In the 20th century, the development of
cities was led by infrastructure—consider the way different rail lines opened
up areas of London. It was, in effect, a case of “If you build it, they will
come.” In the 21st century, cities are not going to be defined by that
infrastructure anymore. They’re going to be defined by technology and the ways
in which technology is brought into the city space. I’m not saying that
large-scale infrastructure projects will not have a place. They will. But I
think they will be surrounded by a whole set of other things that are going to
be increasingly important.
McKinsey: What is the potential of urban bike sharing?
Jay Walder: I don’t think we’ve even begun to see the full
potential. Fifteen years ago there were 4 modern bike-share systems in the
world; now there are almost 900. Think about what an impact this is having in
an incredibly short period of time. In Chicago, rides have increased by 70
percent from March 2015 to March 2016, in New York by 110 percent, in Columbus,
Ohio, by 66 percent. We’re doubling the size of Citi Bike, and growing Bay Area
Bike Share tenfold. And we are fielding calls and requests and ideas all the
time. Why is this happening? I think bike sharing fits not just with our desire
for mobility but also with our values. It fits with what we want to be as a
society. We want to be healthier. We want to be fit. And it just makes us feel
good.
McKinsey: How big is bike sharing?
Jay Walder: It’s tiny. In New York, the MTA carries 5.7
million people every weekday on the subway, and another 2.5 million people on
the bus. In April 2016, our bike-share system carried about 34,000. But I don’t
think that’s the way to look at it. One of the things that you learn as you
look at these types of challenges is that the impact is on the margin. I
remember walking home one night at about 6 PM and stopped at the streetlight.
As I waited, seven people went by on Citi Bikes. And I thought, “This is pretty
neat.”
McKinsey: How different could cities be in 30 or 50 years?
Jay Walder: They could be almost unrecognizable. So much of
the way in which we’ve defined the nature of the city has been about the way in
which we get around—from horse-drawn carriages to automobiles and to larger
vehicles. What we’re looking at today fundamentally reshapes that. In the
horizon of 50 years or so, I would be tremendously surprised if we haven’t
redefined our cities in fundamental ways.

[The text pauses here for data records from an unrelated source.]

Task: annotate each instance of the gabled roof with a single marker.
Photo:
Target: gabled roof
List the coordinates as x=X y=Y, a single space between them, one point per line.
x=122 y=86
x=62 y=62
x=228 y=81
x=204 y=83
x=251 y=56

There are physical constraints to cities,
so they are going to be in the business of reallocating and rethinking their
physical space. That’s going to open up opportunities for us to think about
what we really want. That’s going to be unusually exciting. We went through
that process 100 years ago and reallocated the physical space to the
automobile. That is already changing.
I am a big believer in the city. Despite all the technology
that exists, what is most exciting about the city is the interaction of people
within its space. If we had been having this conversation in the mid-1960s, for
example, we might have had a hard time making that argument. That’s the beauty
of what’s happened. Many people argued that these changes would be the demise
of cities. Actually, it has ended up strengthening them.